- Etymology: Local tradition links the name to the deity Nimba Daitya
- Interactive map of Nandur Nimba Daitya
- Nandur Nimba Daitya Location in Maharashtra, India Nandur Nimba Daitya Nandur Nimba Daitya (India)
- Coordinates (Nandur Nimbadaitya village): 19°05′56″N 75°02′59″E﻿ / ﻿19.0988°N 75.0496°E
- Country: India
- State: Maharashtra
- District: Ahmednagar
- Taluka: Pathardi

Government
- • Type: Panchayati Raj
- • Body: Gram Panchayat
- Elevation: 552 m (1,811 ft)

Population (2011)
- • Total: 2,189
- Sex ratio: 965 females per 1000 males
- Time zone: UTC+5:30 (IST)
- PIN: 414106
- Telephone code: 02428
- ISO 3166 code: IN-MH

= Nandur Nimba Daitya =

Nandur Nimba Daitya is a village situated in the Pathardi taluka of Ahmednagar district in the Indian state of Maharashtra. The village is known for its distinctive local religious tradition centered on the worship of the deity Nimba Daitya, which is accompanied by a complete and strict prohibition against any reference to or worship of Lord Hanuman (also known by the name Maruti).

== Geography ==
Nandur Nimba Daitya is located approximately 24 kilometers (15 mi) from the taluka headquarters, Pathardi, and 66 kilometers (41 mi) from the district headquarters in Ahmednagar.
Some local accounts associate the surrounding region with the Dandakaranya forest mentioned in Hindu legend.

== Demographics ==
As per the 2011 Census of India, Nandur Nimba Daitya recorded a total population of 2,189 residents, with 1,114 males and 1,075 females. The village's average sex ratio stood at 965 females per 1,000 males, a figure higher than the Maharashtra state average of 929.

The overall literacy rate in the village was 80.5%, which surpasses the Ahmednagar district average. Male literacy was significantly higher at 92.06%, while female literacy was recorded at 68.76%. Census data indicates that the village comprises approximately 474 households.

== Culture and religion ==
Nandur Nimba Daitya is distinguished by its unique religious and cultural practices centred on the worship of a demon named Nimba Daitya, who is revered as a local deity and regarded as the village's divine protector.

The most defining feature of this tradition is the absolute avoidance of all references to Lord Hanuman, or the use of the name Maruti. Consequently, the village lacks any temples dedicated to Hanuman, and there are no images, idols, or objects bearing the Maruti name, including vehicles manufactured by the Maruti brand. Local beliefs attribute the prohibition to the notion that Hanuman's presence brings misfortune or negative consequences.

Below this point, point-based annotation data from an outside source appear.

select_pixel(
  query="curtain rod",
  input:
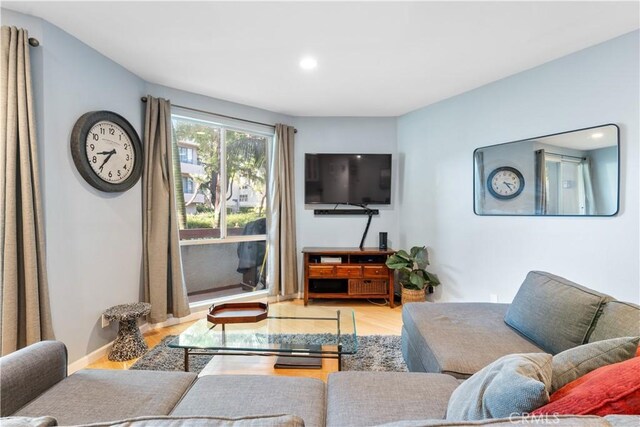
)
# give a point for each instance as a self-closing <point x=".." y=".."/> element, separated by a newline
<point x="566" y="155"/>
<point x="144" y="99"/>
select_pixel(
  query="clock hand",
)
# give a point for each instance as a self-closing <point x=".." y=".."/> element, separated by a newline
<point x="110" y="153"/>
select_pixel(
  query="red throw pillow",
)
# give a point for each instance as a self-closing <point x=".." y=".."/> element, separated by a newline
<point x="611" y="389"/>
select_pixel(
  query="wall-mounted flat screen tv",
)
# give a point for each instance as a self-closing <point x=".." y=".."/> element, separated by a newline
<point x="358" y="179"/>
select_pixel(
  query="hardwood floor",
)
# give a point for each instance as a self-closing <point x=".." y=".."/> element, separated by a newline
<point x="371" y="319"/>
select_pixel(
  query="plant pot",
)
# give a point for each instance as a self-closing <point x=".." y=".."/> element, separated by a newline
<point x="412" y="295"/>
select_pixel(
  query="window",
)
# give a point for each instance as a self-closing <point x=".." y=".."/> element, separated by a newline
<point x="223" y="236"/>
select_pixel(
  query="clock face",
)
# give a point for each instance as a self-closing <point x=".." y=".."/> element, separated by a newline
<point x="106" y="151"/>
<point x="505" y="183"/>
<point x="110" y="152"/>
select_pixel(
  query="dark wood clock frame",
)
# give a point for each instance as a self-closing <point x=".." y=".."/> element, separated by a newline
<point x="78" y="150"/>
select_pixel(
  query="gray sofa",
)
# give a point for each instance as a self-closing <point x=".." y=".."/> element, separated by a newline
<point x="549" y="314"/>
<point x="34" y="380"/>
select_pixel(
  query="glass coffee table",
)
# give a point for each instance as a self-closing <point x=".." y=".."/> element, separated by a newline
<point x="298" y="333"/>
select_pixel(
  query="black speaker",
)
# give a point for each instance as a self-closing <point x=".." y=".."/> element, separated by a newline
<point x="382" y="241"/>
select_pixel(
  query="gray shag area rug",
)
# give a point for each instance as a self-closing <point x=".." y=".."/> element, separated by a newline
<point x="375" y="353"/>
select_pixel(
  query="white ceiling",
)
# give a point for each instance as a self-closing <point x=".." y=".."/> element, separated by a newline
<point x="374" y="58"/>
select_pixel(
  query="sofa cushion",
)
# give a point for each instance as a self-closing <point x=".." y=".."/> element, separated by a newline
<point x="553" y="312"/>
<point x="556" y="420"/>
<point x="618" y="319"/>
<point x="255" y="395"/>
<point x="369" y="398"/>
<point x="171" y="421"/>
<point x="515" y="384"/>
<point x="28" y="422"/>
<point x="93" y="395"/>
<point x="458" y="339"/>
<point x="571" y="364"/>
<point x="612" y="389"/>
<point x="29" y="372"/>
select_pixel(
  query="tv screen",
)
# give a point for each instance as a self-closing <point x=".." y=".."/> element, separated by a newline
<point x="358" y="179"/>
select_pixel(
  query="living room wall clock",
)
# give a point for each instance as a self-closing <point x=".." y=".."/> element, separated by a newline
<point x="505" y="183"/>
<point x="106" y="151"/>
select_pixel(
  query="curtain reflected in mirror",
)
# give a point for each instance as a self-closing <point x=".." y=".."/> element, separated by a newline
<point x="572" y="173"/>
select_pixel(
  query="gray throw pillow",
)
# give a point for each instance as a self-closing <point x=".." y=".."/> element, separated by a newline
<point x="573" y="363"/>
<point x="553" y="312"/>
<point x="512" y="385"/>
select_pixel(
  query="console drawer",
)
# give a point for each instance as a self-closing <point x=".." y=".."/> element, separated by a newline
<point x="376" y="271"/>
<point x="348" y="271"/>
<point x="322" y="271"/>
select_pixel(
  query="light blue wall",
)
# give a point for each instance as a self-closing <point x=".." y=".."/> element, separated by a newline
<point x="93" y="239"/>
<point x="478" y="256"/>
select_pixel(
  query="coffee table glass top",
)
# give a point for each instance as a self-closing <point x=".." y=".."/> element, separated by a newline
<point x="315" y="330"/>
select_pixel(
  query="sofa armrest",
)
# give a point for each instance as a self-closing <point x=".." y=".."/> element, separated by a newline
<point x="27" y="373"/>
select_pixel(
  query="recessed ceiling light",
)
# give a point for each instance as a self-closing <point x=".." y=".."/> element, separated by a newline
<point x="308" y="63"/>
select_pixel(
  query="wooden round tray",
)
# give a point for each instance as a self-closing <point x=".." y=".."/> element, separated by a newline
<point x="237" y="312"/>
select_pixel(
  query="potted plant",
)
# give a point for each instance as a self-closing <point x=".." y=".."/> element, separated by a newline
<point x="414" y="279"/>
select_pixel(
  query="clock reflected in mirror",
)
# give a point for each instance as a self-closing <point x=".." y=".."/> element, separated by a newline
<point x="505" y="183"/>
<point x="106" y="151"/>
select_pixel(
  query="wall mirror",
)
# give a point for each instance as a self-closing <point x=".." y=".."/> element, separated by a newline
<point x="573" y="173"/>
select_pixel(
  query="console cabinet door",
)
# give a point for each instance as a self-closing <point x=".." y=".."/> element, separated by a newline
<point x="322" y="271"/>
<point x="376" y="271"/>
<point x="348" y="271"/>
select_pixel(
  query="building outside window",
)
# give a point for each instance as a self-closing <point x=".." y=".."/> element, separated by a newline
<point x="186" y="155"/>
<point x="223" y="235"/>
<point x="187" y="185"/>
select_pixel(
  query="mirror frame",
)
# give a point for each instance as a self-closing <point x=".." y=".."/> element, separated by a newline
<point x="617" y="192"/>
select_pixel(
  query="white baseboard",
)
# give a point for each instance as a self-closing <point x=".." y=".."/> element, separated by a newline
<point x="83" y="362"/>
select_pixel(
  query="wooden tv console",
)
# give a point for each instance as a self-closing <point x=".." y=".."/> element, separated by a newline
<point x="347" y="273"/>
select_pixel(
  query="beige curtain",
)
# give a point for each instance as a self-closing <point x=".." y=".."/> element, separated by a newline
<point x="541" y="183"/>
<point x="479" y="195"/>
<point x="162" y="266"/>
<point x="25" y="313"/>
<point x="282" y="260"/>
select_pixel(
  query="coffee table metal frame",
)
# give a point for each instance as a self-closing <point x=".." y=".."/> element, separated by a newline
<point x="294" y="352"/>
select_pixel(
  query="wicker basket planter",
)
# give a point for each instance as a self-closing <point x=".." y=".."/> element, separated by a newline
<point x="411" y="295"/>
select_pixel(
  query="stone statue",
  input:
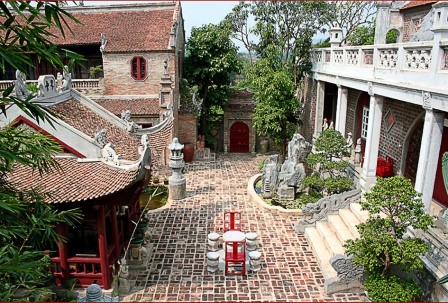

According to village folklore, Hanuman and Nimba Daitya once engaged in a battle which resulted in both falling unconscious. Lord Rama is said to have subsequently intervened, designating Nimba Daitya as the perpetual protector of the village and simultaneously removing Hanuman from the village's religious observances. However, villagers participate in the worship of other prominent Hindu deities, including Ganesha, Krishna, and Sai Baba of Shirdi.